Executive recruitment agencies regularly use personality tests in their psychometric testing of candidates, so they’re bound to find them relevant and interesting. Many employers will also find them relevant, as they’re part of a general trend in recruitment.
Two free online tests worth considering are the VIA Survey of character strengths and Traitify’s 90-second test, both of which assess your personality strengths and could be excerpted under a general heading such as “Psychometric profiles” in your CV, with subheadings that specify the names of each of the tests.
Also, if you have copies of the results of any psychometric tests you’ve completed in job applications in the past — both personality tests and cognitive tests — you could abbreviate these, selecting only the best bits as excerpts.
And if you complete psychometric tests in a job application in the future, make sure you ask the recruiter for copies of them.
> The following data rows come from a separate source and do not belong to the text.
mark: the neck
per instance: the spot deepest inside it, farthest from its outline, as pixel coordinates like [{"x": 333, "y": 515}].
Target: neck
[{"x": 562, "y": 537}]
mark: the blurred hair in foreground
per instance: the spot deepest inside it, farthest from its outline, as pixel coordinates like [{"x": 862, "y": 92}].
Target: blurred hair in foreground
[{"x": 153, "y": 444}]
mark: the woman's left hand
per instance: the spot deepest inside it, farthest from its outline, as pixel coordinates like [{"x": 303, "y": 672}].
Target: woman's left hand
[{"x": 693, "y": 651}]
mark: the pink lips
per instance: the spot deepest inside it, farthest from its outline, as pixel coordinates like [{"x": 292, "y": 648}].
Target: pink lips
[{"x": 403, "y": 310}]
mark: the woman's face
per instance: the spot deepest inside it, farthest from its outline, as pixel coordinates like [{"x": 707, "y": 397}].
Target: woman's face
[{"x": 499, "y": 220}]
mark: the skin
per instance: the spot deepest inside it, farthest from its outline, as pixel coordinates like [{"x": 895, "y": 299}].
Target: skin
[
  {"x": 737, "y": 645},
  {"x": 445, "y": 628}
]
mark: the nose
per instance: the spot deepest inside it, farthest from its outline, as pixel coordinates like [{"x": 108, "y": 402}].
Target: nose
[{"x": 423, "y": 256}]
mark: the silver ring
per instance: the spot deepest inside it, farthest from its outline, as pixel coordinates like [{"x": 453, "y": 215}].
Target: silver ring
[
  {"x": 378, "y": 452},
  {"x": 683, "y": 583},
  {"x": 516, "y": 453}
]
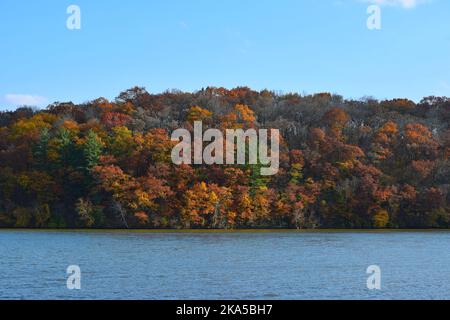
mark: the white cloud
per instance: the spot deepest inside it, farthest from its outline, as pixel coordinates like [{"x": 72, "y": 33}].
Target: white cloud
[
  {"x": 25, "y": 99},
  {"x": 407, "y": 4}
]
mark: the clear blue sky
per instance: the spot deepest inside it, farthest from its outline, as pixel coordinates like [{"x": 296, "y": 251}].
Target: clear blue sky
[{"x": 304, "y": 46}]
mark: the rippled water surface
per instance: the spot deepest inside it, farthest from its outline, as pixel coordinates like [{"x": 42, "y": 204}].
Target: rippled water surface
[{"x": 272, "y": 265}]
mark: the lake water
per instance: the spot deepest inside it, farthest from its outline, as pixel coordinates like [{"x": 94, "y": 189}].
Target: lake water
[{"x": 260, "y": 265}]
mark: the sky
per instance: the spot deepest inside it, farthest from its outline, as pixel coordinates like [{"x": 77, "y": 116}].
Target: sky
[{"x": 304, "y": 46}]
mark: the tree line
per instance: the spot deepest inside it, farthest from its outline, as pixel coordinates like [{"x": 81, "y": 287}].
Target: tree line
[{"x": 343, "y": 163}]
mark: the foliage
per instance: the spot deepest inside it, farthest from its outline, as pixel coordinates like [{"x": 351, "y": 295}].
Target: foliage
[{"x": 343, "y": 163}]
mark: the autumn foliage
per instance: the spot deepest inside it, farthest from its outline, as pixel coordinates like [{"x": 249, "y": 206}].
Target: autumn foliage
[{"x": 343, "y": 163}]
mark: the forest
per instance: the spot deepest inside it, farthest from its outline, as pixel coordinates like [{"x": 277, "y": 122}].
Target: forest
[{"x": 343, "y": 163}]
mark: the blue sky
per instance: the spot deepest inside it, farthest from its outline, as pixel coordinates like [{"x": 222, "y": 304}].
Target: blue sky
[{"x": 303, "y": 46}]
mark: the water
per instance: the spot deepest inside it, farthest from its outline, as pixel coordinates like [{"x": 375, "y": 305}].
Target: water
[{"x": 275, "y": 265}]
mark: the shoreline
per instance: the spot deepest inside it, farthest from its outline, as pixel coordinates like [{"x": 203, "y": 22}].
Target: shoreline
[{"x": 225, "y": 231}]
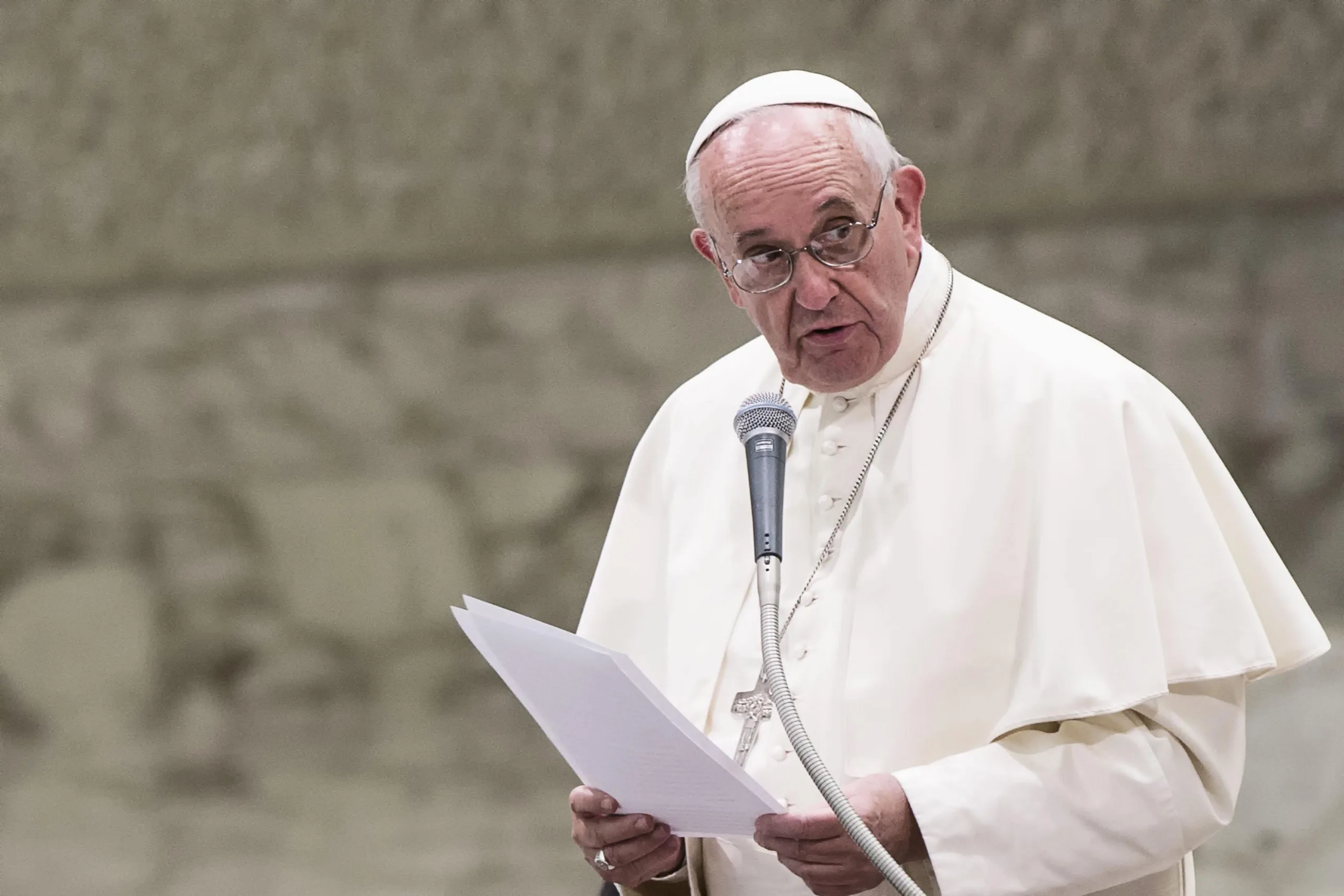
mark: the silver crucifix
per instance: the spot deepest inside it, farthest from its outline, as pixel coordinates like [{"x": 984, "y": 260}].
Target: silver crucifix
[{"x": 756, "y": 705}]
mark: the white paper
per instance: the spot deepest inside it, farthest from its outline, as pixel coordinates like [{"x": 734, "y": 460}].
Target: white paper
[{"x": 615, "y": 727}]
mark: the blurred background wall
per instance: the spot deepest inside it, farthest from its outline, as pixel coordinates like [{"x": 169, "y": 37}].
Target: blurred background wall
[{"x": 316, "y": 313}]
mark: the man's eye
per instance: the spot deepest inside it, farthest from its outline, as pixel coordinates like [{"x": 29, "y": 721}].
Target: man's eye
[
  {"x": 838, "y": 234},
  {"x": 764, "y": 256}
]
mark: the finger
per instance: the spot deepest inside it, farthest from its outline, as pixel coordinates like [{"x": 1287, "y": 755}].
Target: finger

To prepare yourself for recruitment tests, see the Guardian’s “How to complete psychometric tests”.
For a rather negative take on personality tests, see JobTestPrep’s PDF, “Personality Test Guide”, which offers pertinent comments about the somewhat misleading instructions often found in their introductions. For example, “There are no right or wrong answers” may well be correct as far as capturing your personality is concerned, but the odd answer may differ markedly from some recruiters’ views of the kind of personality they want for the job.
Consequently, you need to exercise some discretion when it comes to deciding what to include in your CV and also when it comes to sitting psychometric tests in the first place, but there’s no point in trying to game the system by creating a false impression of yourself. If your personality really isn’t suited to the job then it won’t serve your interests if you get the job any more than it’ll serve the organisation’s interest in employing you.
However, don’t leap to the conclusion that all employers are seeking one ideal personality type. Some may be. They’ve discovered that, for particular jobs, certain personality traits are a better predictor of workplace performance than many of the traditional ways that candidates are assessed.
By contrast, another reason for an upsurge of interest in personality profiles is the discovery that teams perform more cohesively and effectively when their members have different personalities that complement each other. For more information on this trend, see “Personality Tests Can Help Balance a Team”, which mentions the NZ Army as one of the organisations that is adopting this approach.
And for information on the first trend, scroll down to the section headed “Personality tests” in the U.S. article “The resume of the future will tell employers who you are, and not just what you’ve done”. (The early part of the article isn’t really applicable to New Zealand and much of the tests section isn’t either.)
A couple of points are worth noting if you do the VIA survey. First, it was developed to assess character strengths for the sake of personal development, not for the sake of using in a CV, so the top 5 or 6 strengths you excerpt for a CV may need some adjustment. For example, if you get “Capacity to love and be loved” among your top strengths, it’s of no relevance to an employer, so drop it off.
You may also want to take a second version of the VIA survey. You might find that the top strengths it lists differ from those in the first version, and may come across more strongly to a prospective employer, although its mostly one-word headings for your strengths would need expanding.
Finally, it’s a good idea to run a draft of your CV section on psychometric profiles by a mentor, friend or consultant to get their take on its applicability to the kind of jobs you’re targeting.
© Chris Eilers 2019. Published in The Press, Christchurch, and Stuff on 3 Jun 2019.